Sorry for the delay, @rakina. I've been trying to educate myself further about BFCache.

However, there's also the "permission status change" event which I think this thread hasn't talked about, but is being updated in @marcoscaceres' PR: #249 . I'm not really sure when this will be triggered - is it possible for this to be triggered by another frame/page?

It cannot be updated by another page in the context of this specification. However, the end-user could revoke a permission manually by manually changing a site's permissions' settings.

There are two cases I can think of (there may be others, and hopefully other folks will chime in!):

Case 1 - BF restore

1. Parent document creates an iframe (page1.html).
2. permission is granted for powerful feature X.
3. iframe is navigated to another page (page2.html) - page1.html is now in BFCache.
4. User revokes permission for origin for power feature X.
5. window.history.back(); gets called.
6. page1.html's document gets unfrozen from BFCache.

Now we have a situation:

1. Should the permission change event be delivered? (probably yes - this might already happen automatically, but it's hard to test as BFCache is somewhat unreliable).
2. Every API MUST recheck if it's "allowed to" use the powerful feature, like Geolocation now does (we make that clear in the TAG recommendation, if it's not already clear).

Case 2 - Reference Theft

1. Parent document creates an iframe (page1.html).
2. permission is granted for powerful feature X.
3. Parent steals a pointer to the iframe's permission instance, causing GC to no longer be possible for that instance: that is, const stolen = iframe.contentWindow.navigator.permissions; // lulz
4. iframe is navigated to another page (page2.html).
5. navigator.history.back(); gets called - new window/document gets created.
6. Parent frame calls stolen.query({name: "geolocation"}).

In this case - which has no practical application whatsoever:

• Return a promise rejected with "NotAllowed" DOMException.

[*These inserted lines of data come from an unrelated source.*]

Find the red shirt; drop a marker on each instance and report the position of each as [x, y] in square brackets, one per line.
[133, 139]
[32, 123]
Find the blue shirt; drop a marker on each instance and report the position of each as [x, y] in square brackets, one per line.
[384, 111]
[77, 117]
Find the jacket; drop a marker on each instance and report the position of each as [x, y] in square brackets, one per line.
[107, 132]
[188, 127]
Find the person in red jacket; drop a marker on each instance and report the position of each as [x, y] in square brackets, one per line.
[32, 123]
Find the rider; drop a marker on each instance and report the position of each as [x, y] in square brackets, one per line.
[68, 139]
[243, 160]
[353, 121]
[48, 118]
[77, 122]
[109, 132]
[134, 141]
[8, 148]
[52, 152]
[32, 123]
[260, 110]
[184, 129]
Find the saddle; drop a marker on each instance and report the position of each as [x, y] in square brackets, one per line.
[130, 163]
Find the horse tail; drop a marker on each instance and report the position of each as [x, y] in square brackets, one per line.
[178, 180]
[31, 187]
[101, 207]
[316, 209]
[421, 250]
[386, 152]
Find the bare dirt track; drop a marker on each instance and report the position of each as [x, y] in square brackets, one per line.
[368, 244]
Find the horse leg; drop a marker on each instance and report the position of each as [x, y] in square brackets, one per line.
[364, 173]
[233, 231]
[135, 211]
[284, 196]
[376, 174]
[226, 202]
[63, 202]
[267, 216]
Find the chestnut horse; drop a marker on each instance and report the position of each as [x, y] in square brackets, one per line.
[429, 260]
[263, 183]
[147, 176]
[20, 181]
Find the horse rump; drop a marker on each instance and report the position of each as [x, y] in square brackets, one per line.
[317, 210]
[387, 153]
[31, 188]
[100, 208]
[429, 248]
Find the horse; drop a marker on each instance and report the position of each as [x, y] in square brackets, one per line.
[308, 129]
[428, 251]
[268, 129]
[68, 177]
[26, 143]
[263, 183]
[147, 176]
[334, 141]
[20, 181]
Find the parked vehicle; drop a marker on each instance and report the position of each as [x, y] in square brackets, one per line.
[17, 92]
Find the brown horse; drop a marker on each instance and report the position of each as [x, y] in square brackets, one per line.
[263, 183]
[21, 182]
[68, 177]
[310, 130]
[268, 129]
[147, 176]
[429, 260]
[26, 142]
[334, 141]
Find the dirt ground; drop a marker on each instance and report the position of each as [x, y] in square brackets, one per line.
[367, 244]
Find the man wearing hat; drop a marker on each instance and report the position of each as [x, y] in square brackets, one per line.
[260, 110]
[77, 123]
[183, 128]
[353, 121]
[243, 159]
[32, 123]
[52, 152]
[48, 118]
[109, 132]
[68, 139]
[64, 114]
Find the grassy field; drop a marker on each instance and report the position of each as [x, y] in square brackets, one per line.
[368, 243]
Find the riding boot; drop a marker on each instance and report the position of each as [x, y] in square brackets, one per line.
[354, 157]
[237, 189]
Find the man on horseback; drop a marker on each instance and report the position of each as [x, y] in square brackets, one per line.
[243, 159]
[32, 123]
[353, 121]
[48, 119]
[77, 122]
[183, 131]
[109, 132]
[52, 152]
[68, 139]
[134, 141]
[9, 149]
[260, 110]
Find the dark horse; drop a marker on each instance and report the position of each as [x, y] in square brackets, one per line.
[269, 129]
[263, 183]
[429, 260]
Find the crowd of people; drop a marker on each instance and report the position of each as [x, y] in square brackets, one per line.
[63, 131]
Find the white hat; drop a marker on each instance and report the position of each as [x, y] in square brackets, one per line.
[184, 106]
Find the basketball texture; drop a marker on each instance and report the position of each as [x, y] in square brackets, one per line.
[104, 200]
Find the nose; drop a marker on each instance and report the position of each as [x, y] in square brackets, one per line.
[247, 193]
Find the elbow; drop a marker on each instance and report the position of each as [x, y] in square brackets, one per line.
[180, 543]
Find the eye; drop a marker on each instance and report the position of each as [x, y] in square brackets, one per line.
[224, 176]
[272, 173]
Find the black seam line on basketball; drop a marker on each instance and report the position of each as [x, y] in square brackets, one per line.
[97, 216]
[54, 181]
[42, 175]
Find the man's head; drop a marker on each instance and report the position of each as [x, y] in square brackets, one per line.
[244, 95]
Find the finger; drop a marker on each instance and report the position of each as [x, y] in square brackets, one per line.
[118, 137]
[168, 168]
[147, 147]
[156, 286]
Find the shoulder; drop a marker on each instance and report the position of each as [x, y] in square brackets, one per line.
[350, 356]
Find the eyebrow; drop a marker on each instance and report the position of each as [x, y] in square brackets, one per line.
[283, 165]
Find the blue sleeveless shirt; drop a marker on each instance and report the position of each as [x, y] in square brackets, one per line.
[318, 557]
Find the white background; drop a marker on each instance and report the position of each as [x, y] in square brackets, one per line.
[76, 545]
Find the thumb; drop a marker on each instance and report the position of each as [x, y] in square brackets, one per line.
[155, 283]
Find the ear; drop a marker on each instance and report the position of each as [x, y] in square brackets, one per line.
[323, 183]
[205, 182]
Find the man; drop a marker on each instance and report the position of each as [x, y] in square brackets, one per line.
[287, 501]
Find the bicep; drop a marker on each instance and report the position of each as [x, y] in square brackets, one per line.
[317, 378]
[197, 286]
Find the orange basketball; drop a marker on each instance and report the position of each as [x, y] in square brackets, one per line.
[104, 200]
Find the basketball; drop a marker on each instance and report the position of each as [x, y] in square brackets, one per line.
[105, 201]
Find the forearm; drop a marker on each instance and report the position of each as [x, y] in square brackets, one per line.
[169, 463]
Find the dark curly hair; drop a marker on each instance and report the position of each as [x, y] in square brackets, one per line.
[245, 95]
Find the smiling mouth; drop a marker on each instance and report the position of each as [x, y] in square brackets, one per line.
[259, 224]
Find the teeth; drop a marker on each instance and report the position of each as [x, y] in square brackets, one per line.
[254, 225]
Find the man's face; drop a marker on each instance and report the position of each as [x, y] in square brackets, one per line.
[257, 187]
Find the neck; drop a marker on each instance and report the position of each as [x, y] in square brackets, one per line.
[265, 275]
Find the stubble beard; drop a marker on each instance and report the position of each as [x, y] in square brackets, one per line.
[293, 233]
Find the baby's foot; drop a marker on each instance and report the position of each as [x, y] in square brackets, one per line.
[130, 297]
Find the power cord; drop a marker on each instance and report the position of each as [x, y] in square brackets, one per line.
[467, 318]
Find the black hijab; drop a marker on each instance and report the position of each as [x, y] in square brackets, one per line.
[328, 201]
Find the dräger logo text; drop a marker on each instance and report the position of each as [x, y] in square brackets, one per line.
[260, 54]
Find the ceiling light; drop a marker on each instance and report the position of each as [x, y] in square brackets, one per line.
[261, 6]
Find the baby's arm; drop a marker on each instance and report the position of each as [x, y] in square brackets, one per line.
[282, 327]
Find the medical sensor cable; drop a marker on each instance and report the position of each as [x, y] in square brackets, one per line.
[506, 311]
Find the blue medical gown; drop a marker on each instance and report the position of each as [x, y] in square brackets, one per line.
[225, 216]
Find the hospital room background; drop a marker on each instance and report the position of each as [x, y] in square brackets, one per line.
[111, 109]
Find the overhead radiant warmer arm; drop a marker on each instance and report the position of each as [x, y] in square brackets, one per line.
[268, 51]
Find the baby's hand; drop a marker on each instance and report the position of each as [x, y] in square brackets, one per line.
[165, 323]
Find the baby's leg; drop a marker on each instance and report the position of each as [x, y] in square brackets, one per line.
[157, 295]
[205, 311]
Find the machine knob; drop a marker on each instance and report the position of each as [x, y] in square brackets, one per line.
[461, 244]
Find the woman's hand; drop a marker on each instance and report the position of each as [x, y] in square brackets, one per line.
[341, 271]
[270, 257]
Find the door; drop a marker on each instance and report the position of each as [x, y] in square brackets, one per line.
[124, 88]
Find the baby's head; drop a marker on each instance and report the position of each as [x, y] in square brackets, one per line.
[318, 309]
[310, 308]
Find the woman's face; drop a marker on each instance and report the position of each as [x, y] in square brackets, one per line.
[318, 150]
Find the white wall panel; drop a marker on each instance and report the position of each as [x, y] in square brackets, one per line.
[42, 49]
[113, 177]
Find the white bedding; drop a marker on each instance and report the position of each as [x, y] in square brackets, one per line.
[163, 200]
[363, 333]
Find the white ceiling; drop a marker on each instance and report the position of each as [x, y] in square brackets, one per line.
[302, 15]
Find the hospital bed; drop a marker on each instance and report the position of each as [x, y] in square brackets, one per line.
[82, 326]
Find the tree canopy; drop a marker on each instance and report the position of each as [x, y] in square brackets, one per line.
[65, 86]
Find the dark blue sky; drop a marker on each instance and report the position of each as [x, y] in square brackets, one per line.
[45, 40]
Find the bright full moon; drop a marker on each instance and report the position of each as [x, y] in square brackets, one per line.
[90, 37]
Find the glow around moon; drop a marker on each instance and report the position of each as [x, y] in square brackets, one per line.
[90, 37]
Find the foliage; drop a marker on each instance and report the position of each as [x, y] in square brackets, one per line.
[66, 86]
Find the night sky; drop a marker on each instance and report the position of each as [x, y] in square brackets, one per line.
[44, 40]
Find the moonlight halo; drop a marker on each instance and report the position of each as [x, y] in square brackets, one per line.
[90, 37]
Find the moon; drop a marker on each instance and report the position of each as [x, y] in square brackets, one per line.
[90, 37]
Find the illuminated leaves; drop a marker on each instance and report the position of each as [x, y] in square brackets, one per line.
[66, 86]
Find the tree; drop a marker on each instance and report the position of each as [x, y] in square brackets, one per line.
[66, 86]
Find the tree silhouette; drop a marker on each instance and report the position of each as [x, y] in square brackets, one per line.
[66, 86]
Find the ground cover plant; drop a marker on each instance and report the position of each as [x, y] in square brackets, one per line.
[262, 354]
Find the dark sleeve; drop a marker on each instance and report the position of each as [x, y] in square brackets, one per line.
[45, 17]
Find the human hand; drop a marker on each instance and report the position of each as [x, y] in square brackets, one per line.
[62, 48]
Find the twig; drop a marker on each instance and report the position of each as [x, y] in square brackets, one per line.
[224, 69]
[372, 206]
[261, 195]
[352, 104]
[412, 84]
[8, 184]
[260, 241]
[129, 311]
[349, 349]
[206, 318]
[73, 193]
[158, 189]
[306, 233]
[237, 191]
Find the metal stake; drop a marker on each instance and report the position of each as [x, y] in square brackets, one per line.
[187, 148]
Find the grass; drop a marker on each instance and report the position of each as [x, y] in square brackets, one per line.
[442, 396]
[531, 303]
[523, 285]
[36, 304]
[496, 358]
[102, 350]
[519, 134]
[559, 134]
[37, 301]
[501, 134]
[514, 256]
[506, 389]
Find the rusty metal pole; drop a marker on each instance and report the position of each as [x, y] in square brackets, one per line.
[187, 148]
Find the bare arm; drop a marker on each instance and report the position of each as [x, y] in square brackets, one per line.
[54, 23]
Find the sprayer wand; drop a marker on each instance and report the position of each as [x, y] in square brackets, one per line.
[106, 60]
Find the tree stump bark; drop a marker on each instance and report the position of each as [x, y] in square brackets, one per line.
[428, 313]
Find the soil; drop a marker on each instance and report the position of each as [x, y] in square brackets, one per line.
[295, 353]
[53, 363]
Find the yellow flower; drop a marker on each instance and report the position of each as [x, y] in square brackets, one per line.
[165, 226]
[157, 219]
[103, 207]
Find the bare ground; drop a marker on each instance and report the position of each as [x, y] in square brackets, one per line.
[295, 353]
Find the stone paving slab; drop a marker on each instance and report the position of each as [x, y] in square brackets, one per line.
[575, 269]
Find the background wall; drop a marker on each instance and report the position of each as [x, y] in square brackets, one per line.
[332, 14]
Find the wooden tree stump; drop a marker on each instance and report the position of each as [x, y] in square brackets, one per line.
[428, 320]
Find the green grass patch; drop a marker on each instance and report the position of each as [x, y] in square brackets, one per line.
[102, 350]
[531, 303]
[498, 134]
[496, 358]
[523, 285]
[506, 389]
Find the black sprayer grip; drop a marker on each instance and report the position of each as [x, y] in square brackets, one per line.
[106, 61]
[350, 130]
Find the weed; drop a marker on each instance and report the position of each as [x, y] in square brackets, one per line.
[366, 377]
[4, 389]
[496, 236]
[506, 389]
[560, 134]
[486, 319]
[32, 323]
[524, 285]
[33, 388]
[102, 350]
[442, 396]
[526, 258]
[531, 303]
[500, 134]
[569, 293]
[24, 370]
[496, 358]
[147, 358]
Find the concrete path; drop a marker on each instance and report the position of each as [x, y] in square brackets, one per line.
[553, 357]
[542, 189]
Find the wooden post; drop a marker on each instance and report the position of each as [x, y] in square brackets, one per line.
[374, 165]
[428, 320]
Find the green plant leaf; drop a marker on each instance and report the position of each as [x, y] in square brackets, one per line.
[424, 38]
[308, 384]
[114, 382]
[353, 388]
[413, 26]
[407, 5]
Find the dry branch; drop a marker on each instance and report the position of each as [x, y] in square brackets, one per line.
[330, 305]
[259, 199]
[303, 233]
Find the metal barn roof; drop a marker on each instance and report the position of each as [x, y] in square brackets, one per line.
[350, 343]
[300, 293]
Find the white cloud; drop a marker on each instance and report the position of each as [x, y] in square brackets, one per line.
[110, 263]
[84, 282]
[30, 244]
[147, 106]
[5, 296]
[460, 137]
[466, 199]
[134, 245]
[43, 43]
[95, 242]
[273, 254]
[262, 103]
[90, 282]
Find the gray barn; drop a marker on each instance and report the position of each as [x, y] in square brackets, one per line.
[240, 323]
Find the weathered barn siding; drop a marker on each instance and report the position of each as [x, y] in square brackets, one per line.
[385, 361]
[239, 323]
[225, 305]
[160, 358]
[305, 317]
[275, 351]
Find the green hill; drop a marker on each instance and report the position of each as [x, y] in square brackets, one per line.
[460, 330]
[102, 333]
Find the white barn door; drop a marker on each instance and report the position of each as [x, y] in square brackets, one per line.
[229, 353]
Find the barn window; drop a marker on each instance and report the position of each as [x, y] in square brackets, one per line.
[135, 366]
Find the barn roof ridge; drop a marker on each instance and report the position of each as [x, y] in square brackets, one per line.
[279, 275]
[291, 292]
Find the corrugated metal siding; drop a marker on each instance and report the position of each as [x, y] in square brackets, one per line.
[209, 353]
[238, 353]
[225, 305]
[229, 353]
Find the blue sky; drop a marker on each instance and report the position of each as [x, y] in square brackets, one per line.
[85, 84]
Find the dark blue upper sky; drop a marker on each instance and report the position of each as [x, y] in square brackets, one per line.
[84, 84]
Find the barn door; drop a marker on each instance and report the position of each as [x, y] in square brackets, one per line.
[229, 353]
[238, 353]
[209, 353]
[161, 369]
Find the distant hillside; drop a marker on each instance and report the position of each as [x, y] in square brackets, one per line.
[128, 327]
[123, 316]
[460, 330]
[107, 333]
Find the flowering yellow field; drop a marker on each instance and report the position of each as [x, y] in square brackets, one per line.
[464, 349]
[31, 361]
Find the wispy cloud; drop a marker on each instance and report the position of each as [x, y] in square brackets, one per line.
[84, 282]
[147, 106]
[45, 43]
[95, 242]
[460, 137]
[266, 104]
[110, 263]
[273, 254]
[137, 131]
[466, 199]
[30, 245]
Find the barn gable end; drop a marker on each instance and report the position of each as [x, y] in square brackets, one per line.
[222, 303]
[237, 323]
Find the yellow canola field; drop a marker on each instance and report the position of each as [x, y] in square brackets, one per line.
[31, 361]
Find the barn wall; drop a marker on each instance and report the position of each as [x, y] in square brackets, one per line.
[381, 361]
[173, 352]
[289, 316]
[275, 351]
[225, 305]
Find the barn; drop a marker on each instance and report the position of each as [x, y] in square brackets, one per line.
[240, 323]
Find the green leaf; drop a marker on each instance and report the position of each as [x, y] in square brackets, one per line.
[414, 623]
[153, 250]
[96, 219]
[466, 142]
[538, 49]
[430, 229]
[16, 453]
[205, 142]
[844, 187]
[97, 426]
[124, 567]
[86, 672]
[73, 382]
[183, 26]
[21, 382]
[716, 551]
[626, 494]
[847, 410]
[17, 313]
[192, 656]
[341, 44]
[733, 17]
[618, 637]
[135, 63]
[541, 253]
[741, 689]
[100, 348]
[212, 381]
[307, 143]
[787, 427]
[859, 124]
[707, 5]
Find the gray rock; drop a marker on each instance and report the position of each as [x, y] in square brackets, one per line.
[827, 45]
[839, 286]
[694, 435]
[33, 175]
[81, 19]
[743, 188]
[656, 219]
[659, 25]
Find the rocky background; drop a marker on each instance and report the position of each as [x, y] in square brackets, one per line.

UPDATE: fixed a few things above.

[marcoscaceres]

@rakina wrote:

If so we need to decide whether we should "drop" these changes (never send the "change" event, so when the document becomes fully active again it needs to proactively query the current state of things),

In case 1 above, I suggested that maybe the browser should wait and deliver the changes... but now I thinking it's not worth it (given complexity), and we should do as you eluded to: let the developer recheck the permission state themselves on "pageshow".

That keeps things simple and provides all the necessary assurances that everything is up to date with respect to any permission.

Roughly:

window.onpageshow = async ev => {
   // Did the other page change the permission from under us?
   if (ev.persisted)  {
      const permission = await navigator.permissions.query({name: "geolocation"});
      switch (permission.status) {
          // handle each case as needed... 
      }
   }
}

[marcoscaceres]

As the API only deals with querying permissions, I've updated the title of this issue to restrict the scope.

With respect to "granting permission to non-fully-active documents", that needs to be handled by the spec of each powerful feature. @rakina I'm not sure if there is wording around that in the guide, but something to consider.

[jyasskin]

@marcoscaceres This specification defines how permissions are handled in general, rather than just an API, so it's plausible for it to take a stance on whether non-fully-active documents can have permission to do anything.